Binge drinking impairs the spatial working memory (SWM) of teenagers, especially teenage girls, a study found.

SWM affects activities like sports, driving, and finding directions. Generally speaking, working memory refers to using information that's stored in the mind and is critical to logical reasoning.

The study was conducted by experts from the University of California San Diego and Stanford University. The results will be published in the October 2011 issue of Alcoholism: Clinical & Experimental Research.

The study conducted gender-specific tests on drinking teens and non-drinking teens. It found that although both male and female binge drinkers had less brain activation while doing spatial working memory-related tasks than non-drinking teens, the dullness was more pronounced in teenage girls.

Susan Tapert, professor at University of California San Diego and the corresponding author for the study, offered several explanations that can account for the gender difference.
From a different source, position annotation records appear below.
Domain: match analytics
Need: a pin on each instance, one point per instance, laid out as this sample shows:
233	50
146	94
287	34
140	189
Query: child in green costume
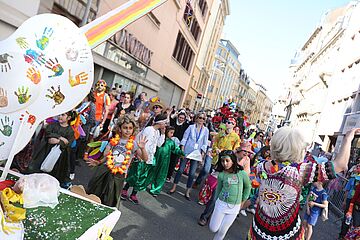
157	176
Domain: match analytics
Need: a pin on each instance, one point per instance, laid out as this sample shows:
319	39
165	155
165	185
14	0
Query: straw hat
246	146
155	101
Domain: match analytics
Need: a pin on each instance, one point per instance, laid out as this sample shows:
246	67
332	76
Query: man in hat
179	122
156	107
229	141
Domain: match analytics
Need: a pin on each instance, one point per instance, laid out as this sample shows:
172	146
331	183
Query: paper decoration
38	83
102	28
46	68
195	155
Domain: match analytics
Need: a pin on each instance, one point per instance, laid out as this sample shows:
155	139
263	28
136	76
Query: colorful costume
102	100
139	170
277	214
230	141
106	185
157	175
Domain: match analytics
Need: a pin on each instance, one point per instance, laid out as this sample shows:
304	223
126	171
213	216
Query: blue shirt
193	138
318	197
350	187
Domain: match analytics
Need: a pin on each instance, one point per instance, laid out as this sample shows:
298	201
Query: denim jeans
205	170
193	166
209	207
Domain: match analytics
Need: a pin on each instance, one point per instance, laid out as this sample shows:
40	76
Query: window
203	7
154	19
183	52
191	21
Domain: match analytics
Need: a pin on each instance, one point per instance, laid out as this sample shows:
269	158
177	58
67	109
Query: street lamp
220	65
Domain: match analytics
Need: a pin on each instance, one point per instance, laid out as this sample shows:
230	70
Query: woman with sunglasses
195	138
125	107
277	213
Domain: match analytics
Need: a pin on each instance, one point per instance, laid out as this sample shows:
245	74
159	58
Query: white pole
12	153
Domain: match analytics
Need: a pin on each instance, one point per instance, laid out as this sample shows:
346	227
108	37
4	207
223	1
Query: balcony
75	9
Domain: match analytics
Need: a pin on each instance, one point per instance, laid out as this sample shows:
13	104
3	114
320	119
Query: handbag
51	159
325	214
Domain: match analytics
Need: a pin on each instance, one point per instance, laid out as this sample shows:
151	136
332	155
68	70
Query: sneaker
123	195
202	221
72	176
134	199
242	212
251	210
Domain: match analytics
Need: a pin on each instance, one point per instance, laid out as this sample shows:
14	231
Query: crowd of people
138	144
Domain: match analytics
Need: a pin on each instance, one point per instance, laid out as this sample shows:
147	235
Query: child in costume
57	133
232	189
111	170
139	170
157	175
316	202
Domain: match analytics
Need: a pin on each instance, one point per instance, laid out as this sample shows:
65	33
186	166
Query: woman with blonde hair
277	214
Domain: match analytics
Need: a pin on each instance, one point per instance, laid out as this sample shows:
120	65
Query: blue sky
267	34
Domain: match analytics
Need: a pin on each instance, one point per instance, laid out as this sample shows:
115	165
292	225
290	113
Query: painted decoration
46	68
43	63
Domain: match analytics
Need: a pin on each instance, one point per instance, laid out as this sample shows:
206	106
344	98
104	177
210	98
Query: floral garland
110	163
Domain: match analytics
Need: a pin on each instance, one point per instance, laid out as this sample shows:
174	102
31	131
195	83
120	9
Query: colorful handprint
21	41
32	56
74	54
4	62
23	94
3	98
34	75
55	66
81	78
31	118
43	42
6	127
56	95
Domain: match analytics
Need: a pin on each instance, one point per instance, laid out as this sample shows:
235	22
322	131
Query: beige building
227	60
323	97
201	83
169	40
260	113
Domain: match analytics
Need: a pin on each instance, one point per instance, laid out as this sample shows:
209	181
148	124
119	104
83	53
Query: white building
326	77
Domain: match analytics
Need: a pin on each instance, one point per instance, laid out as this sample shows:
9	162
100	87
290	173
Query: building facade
201	82
326	77
155	54
230	77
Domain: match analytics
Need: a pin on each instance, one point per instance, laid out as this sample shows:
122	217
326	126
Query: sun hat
246	146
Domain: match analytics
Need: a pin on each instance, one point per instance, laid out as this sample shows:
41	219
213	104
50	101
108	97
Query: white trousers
222	218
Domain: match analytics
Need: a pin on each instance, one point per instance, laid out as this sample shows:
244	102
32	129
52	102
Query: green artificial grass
68	220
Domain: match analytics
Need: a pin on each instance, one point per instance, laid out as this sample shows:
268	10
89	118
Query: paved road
172	217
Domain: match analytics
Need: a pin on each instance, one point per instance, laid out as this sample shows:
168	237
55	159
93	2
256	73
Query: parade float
46	68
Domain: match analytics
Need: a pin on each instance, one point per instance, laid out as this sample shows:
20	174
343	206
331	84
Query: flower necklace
110	163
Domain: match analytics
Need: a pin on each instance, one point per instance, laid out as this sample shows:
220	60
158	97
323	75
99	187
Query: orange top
100	104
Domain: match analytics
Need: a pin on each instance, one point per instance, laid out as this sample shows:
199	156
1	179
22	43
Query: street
174	217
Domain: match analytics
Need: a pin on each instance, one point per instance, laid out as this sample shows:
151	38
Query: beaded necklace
110	163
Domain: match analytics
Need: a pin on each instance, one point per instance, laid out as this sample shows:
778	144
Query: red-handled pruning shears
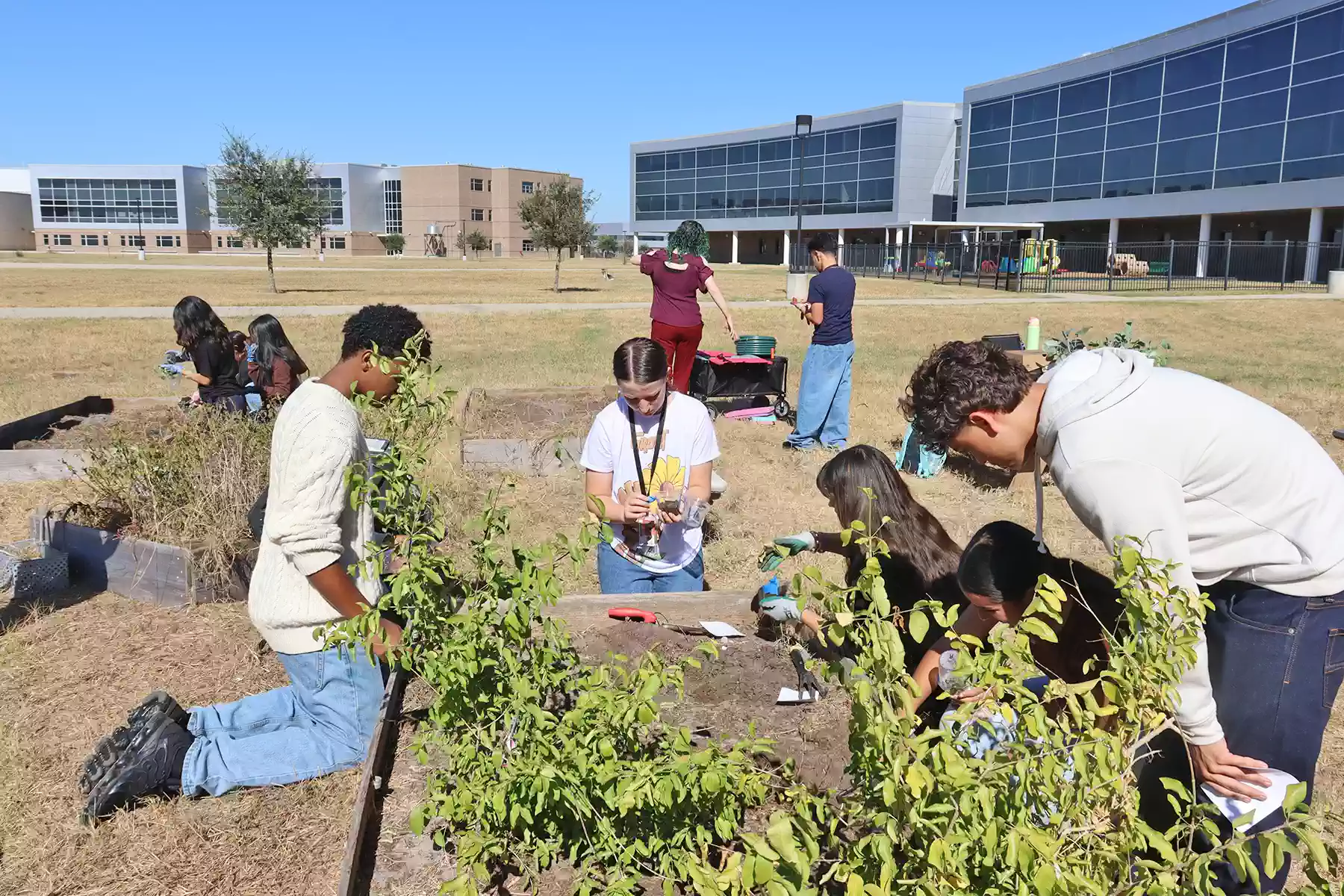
635	615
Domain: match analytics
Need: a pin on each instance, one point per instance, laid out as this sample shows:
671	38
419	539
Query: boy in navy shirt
824	388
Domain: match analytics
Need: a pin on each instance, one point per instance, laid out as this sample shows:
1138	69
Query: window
94	200
391	206
331	193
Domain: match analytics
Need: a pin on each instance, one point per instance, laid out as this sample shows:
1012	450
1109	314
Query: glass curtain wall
844	171
1258	108
84	200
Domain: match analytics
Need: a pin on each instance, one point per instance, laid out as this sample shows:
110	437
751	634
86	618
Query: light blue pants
320	723
618	575
824	398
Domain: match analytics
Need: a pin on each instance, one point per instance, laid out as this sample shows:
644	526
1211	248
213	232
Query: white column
1313	245
1206	225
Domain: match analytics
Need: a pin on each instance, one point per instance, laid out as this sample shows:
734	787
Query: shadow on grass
15	613
979	474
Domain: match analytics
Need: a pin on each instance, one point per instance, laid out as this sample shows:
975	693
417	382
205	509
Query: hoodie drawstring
1041	505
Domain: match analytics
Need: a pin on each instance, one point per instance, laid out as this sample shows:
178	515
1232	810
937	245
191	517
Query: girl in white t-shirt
647	460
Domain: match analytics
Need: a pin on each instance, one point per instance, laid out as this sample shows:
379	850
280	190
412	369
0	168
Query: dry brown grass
65	677
581	281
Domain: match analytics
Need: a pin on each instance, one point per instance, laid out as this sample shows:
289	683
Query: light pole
799	122
140	230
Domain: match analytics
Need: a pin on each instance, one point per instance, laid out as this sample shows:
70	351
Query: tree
267	198
557	217
477	242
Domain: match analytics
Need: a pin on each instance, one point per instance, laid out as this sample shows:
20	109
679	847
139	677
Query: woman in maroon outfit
678	274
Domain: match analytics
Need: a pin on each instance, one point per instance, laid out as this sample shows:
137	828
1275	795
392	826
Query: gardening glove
808	684
784	547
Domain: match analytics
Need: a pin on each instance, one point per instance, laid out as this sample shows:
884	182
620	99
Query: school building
171	208
1228	128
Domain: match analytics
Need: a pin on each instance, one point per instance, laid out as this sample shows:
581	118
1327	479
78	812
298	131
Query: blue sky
559	87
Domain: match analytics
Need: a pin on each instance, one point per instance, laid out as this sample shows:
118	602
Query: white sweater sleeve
1124	497
304	519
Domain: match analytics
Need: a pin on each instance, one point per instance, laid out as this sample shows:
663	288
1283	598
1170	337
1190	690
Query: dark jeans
1276	664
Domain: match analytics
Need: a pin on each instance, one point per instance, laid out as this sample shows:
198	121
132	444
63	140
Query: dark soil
739	687
505	414
144	423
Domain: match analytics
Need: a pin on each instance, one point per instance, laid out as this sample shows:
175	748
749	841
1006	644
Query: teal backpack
917	457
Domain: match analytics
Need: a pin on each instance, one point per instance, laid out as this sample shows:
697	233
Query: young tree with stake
267	199
557	217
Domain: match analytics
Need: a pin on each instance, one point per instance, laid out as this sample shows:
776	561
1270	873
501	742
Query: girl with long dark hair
648	461
999	573
863	485
679	273
276	368
208	343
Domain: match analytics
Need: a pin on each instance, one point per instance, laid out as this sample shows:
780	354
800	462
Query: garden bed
53	445
534	432
724	697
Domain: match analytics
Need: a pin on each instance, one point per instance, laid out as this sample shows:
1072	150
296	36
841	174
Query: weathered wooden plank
376	765
37	465
541	457
37	425
131	567
678	606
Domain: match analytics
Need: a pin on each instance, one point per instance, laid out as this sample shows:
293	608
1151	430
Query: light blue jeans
320	723
621	576
824	398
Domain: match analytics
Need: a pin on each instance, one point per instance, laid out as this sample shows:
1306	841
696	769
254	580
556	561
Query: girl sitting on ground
999	573
206	340
921	561
276	367
648	458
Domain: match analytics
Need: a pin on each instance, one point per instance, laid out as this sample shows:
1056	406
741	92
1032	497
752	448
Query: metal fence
1050	267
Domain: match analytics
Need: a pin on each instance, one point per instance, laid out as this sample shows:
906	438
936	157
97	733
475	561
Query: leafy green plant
541	758
1071	340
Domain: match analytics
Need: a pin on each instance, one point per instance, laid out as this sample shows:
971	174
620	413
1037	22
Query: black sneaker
108	748
151	765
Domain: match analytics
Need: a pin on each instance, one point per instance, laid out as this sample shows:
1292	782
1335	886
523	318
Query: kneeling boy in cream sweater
323	721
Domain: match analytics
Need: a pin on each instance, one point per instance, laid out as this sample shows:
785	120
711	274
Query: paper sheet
721	629
1275	794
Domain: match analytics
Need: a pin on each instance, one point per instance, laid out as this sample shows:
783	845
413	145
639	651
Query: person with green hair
679	273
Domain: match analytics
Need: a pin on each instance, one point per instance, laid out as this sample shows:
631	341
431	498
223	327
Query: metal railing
1050	267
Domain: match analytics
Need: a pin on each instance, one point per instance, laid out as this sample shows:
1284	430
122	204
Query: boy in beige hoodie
324	719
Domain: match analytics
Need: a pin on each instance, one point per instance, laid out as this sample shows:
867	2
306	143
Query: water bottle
1034	335
948	679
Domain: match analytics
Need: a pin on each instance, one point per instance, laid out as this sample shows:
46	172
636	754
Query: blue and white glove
784	547
776	602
- Teenage girls weigh less, have more body fat, and have slower rates of metabolism

- Teenage girls' brains are one to two years further in the developmental stage compared to teenage boys

- The differences in hormonal levels and alcohol-induced hormone fluctuations between teenage girls and boys

Tapert emphasized that teenage boys and teenage girls are biologically different and should therefore represent distinctive groups that require separate and parallel study.

Moreover, teenagers in general are still developing and biological different than adults, hence the more pronounced damage of substances like alcohol.

Long after a young person - middle school to college - enjoys acute recovery from a hang-over, this study shows that risk to cognitive and brain functions endures. The effects on the developing brain are only now being identified, said Edith V. Sullivan of Stanford, who participated in the study.